One to two percent of cells in the pituitary are active oligopotent stem cells that continue to undergo mitotic activity at a fairly steady rate that gradually decreases with age. Turnover is also subject to subtle diurnal variation and is temporarily inhibited by pharmacological levels of glucocorticoids. Basal pituitary mitotic rate attributable to this active oligopotent stem cell pool, unassuming though it seems, is sufficient to generate enough new cells to entirely replace the pituitary every 5 weeks or so if they all survived. Of course, in the absence of any changes in environmental, physiological or psychological stress, most of them don't. The few that do escape early apoptosis persist as hormone receptor-expressing but hormonally null progenitor cells that are able to undergo several rounds of cell division if, and only if, endocrine circumstances change. And it is sudden changes rather than persistent hormonal abnormalities that seem to be the key to the induction of trophic activity.
" the limited mitotic activity of the daughter cells of oligopotent stem cells is tonically inhibited "
It turns out that the limited mitotic activity of the daughter cells of oligopotent stem cells is tonically inhibited by corticosterone and testosterone, and stimulated by estrogen and thyroid hormones. A sudden reduction in corticosterone, for example, induces a self-limiting wave of increased mitosis, giving rise to hormonally null daughter cells. Exactly the same happens after orchidectomy. Withdrawal of both corticosterone and testosterone together produces a wave of increased mitotic activity that is no bigger than either alone.
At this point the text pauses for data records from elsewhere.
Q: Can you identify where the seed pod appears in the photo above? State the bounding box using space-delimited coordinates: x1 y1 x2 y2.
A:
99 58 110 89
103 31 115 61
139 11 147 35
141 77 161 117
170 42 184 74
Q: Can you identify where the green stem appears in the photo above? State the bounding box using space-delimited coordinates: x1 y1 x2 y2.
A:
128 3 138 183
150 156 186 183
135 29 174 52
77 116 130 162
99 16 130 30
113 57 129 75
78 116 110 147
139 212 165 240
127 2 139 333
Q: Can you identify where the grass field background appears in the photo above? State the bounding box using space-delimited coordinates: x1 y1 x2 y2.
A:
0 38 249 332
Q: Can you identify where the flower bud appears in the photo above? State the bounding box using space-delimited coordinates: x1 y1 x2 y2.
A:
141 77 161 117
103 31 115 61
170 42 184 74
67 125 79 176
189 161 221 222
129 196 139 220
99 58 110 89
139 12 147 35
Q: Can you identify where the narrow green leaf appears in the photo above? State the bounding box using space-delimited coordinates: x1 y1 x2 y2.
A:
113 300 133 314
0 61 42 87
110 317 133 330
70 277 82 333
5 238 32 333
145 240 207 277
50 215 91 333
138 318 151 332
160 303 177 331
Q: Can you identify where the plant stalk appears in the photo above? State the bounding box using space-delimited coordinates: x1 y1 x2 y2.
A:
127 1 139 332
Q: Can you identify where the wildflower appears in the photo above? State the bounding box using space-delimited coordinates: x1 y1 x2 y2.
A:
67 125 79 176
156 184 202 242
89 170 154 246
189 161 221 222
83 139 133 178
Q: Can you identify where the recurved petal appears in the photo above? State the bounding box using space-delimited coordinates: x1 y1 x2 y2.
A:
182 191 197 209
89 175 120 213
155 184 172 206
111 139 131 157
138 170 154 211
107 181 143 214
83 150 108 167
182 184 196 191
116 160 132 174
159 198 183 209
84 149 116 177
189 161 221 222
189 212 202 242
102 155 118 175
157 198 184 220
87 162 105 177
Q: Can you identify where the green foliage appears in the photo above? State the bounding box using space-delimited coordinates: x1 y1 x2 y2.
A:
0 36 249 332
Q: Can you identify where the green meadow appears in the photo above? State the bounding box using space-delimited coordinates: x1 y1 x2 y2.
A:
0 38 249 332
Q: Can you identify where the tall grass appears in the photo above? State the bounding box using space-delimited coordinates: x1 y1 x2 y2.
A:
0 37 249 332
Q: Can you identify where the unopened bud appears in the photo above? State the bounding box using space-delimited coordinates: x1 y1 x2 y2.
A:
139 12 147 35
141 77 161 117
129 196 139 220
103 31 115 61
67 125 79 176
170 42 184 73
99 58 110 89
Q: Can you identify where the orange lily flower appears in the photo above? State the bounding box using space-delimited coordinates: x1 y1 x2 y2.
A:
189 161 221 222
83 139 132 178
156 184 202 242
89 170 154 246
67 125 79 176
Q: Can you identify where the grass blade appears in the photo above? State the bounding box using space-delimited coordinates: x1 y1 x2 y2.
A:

So it's very likely to be one and the same population of cells that respond to both stimuli. But if all of this frenetic but self-limiting mitotic activity gives rise to hormonally null cells, how is it that the number of hormonally positive cells rapidly changes? It's certainly not the newly formed cells differentiating. Instead, it turns out that pre-existing hormonally null cells, formed at least 2 to 3 weeks previously are independently stimulated by the same hormonal changes and simultaneously differentiate into hormone-secreting subtypes. Far from accounting for the lion's share of new cells, division of pre-existing hormonally-defined cells accounts for less than 5% of the increase following hormonal changes.
However, the most dramatic physiological changes in pituitary structure and function occur during pregnancy and although it seems a straightforward question to sort out, it is still not certain how the striking changes in relative proportions of prolactin- and growth hormone-producing cells during pregnancy are brought about or how they largely resolve after weaning. Neither is it clear whether in addition to acute changes, continuous estrogen exposure can exert a more subtle but persistent effect over weeks and months. Taking all of the data together, there's a suspicion that specific co-regulatory systems linking the discrete molecular machinery of mitosis with that of apoptosis might be implicated in pituitary tumour induction and that the epiphany in our understanding of pituitary adenomas has yet to come.